There are managers who coach and those who don’t. Those who don’t aren’t considered bad managers, however they are neglecting an effective tool to develop talent. We have been researching managers who coach and what characterises them. What has stood out is their mindset: They believe in the worth of training, and they consider their job as a coach involves making business coaching a natural part of the managerial toolkit. These aren’t professional coaches. They’re staff and leaders that manage a group of people, and they’re busy, hard-working men and women. So why do they so easily give training a significant place in their program? Here are four reasons:
They see training as an important tool for achieving business goals.
They aren’t coaching their people to be polite – they see participation in the development of talent as an essential process for the success of the business. Most managers will tell you that they don’t have the opportunity to coach. However, time is not a problem if you believe training is a “must have” rather than a “nice to have.” Whether they’re competing for talent, working in an extremely turbulent market place, attempting to keep their budding leaders, or planning to cultivate their strong players, they understand that they have to make time to coach
There are two assumptions behind this belief. First, that talented individuals are tough to find and recruit. If you’re known as a leader who will help your employees thrive, they will gravitate to you. Second, that an organisation can’t succeed on the backs of the talented alone. You need solid players just as much as you need stars, and they’ll require a managers help to build skills and cope with the changing realities of the market.
They like helping people grow.
These managers aren’t unlike artists that look at substance and imagine that something much better, more interesting, and more precious could emerge. They assume that the men and women working for them do not necessarily appear ready to perform the job, but that they will have to learn and develop to satisfy their function and adapt to changing conditions. Coaching managers see this as an important part of their job. They believe that those with the maximum potential, who will often contribute the maximum to a company, will need their help to understand their often-lofty ambitions.

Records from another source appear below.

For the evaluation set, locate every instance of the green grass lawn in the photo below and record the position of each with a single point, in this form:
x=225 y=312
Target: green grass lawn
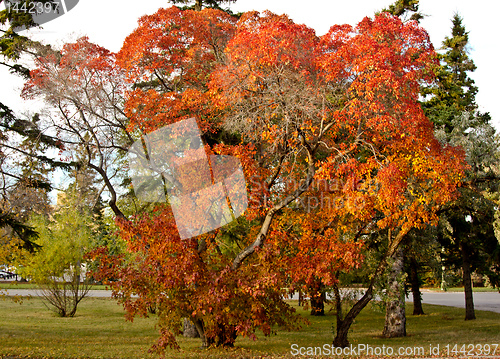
x=24 y=285
x=99 y=331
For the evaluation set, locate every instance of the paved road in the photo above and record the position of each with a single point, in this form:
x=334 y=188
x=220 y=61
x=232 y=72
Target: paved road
x=482 y=300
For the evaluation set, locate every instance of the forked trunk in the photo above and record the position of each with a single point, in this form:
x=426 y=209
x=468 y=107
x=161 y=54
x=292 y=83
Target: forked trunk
x=415 y=288
x=395 y=316
x=469 y=302
x=343 y=325
x=224 y=336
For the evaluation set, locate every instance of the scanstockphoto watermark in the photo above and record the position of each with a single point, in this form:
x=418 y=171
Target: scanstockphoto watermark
x=41 y=11
x=476 y=350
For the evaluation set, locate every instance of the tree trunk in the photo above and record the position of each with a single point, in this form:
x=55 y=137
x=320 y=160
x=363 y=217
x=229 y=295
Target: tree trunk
x=415 y=288
x=224 y=336
x=344 y=324
x=469 y=302
x=395 y=318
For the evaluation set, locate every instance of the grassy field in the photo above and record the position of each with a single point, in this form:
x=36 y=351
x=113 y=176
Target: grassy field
x=24 y=285
x=99 y=331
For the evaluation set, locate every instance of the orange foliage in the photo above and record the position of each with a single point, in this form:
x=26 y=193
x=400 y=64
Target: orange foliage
x=342 y=107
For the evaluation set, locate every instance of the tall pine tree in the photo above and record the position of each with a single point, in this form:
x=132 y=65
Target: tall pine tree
x=466 y=231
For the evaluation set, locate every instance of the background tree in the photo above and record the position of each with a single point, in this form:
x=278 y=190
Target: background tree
x=22 y=140
x=58 y=267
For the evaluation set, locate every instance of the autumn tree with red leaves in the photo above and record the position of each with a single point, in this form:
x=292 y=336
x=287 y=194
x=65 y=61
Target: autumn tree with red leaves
x=299 y=111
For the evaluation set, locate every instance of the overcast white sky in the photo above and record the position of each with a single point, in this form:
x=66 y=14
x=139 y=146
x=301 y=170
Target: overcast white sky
x=108 y=22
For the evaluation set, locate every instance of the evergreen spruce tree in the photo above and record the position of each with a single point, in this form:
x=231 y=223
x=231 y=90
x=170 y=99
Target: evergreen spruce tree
x=466 y=227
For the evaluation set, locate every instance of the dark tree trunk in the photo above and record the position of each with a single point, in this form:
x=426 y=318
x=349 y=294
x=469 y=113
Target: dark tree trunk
x=343 y=325
x=395 y=316
x=224 y=336
x=469 y=302
x=415 y=288
x=317 y=299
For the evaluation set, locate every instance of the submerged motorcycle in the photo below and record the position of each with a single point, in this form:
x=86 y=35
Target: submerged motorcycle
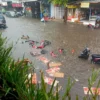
x=85 y=54
x=95 y=58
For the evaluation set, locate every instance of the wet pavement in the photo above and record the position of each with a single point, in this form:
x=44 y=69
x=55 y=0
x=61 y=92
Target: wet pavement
x=67 y=36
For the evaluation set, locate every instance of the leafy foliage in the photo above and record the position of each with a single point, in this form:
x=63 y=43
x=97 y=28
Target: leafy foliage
x=15 y=84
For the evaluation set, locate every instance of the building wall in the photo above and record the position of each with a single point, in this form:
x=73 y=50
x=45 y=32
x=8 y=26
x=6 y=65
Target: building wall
x=57 y=12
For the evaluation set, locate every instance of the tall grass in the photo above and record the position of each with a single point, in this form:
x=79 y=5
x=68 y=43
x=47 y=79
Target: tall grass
x=15 y=84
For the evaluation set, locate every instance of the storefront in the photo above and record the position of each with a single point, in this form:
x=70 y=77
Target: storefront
x=17 y=6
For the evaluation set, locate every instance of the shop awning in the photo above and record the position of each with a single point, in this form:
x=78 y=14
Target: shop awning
x=16 y=5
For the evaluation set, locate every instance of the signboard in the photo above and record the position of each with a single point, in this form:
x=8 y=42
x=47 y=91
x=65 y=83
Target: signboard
x=16 y=5
x=85 y=5
x=93 y=90
x=72 y=6
x=4 y=3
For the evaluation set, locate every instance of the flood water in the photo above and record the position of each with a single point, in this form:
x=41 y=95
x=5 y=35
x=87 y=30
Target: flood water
x=67 y=36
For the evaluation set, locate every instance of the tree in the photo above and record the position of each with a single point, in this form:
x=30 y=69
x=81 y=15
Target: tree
x=62 y=3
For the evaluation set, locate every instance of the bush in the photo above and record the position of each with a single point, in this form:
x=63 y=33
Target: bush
x=15 y=84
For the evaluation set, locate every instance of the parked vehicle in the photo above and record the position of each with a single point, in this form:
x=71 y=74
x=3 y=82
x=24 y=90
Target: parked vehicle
x=85 y=54
x=2 y=21
x=95 y=58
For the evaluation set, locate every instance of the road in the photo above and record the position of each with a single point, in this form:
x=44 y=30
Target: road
x=67 y=36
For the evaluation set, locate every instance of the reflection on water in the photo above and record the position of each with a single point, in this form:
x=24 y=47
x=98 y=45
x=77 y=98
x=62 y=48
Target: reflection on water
x=69 y=36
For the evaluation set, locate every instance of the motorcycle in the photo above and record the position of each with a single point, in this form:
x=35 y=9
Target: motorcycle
x=85 y=54
x=95 y=58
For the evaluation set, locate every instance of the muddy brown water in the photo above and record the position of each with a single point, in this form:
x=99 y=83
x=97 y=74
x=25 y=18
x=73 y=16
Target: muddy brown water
x=67 y=36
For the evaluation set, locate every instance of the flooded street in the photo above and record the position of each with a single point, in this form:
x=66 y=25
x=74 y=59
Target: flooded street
x=67 y=36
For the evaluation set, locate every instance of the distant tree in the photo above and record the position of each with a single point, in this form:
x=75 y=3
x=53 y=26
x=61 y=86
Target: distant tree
x=62 y=3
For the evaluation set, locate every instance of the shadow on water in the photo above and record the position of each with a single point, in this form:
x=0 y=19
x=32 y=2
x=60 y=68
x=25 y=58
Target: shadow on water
x=67 y=36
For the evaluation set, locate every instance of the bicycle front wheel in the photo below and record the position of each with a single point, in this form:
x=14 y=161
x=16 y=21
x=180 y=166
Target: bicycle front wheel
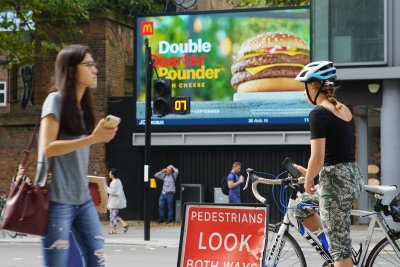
x=288 y=253
x=383 y=253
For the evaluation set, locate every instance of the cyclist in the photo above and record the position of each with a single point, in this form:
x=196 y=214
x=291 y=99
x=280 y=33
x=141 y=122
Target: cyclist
x=332 y=157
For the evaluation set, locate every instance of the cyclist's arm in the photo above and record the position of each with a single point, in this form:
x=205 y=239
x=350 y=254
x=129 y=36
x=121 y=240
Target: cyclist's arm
x=232 y=184
x=315 y=163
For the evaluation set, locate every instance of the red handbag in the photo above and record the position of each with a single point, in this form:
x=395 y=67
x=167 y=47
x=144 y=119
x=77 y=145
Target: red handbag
x=27 y=206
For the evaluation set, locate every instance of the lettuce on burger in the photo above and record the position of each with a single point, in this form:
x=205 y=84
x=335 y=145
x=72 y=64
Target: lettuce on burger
x=269 y=62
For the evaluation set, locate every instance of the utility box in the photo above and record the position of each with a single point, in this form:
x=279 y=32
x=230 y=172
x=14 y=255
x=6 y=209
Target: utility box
x=192 y=193
x=220 y=197
x=178 y=211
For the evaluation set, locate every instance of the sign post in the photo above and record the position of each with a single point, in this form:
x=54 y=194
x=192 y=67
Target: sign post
x=223 y=235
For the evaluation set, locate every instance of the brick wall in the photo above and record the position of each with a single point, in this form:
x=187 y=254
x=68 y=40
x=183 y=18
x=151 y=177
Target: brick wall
x=110 y=39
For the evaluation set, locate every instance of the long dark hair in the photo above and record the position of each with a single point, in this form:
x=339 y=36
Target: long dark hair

The manager must adapt their style to the needs and style of each specific individual. This naturally takes a whole lot of work on the part of the supervisor, but again, this is perceived as being a part of the job, not a particular favour.
A good business coach asks plenty of questions. They are genuinely interested in finding out more about how things are going, what sorts of problems people are running into, where the openings and opportunities are, and what has to be done better. Normally, they don’t have to be taught how to ask questions because it is a natural strength. This fascination eases the coaching dialog, the give-and-take between coach and student in which the student freely shares their senses, doubts, mistakes, and successes so that they collectively reflect on what is happening.
They’re interested in establishing links.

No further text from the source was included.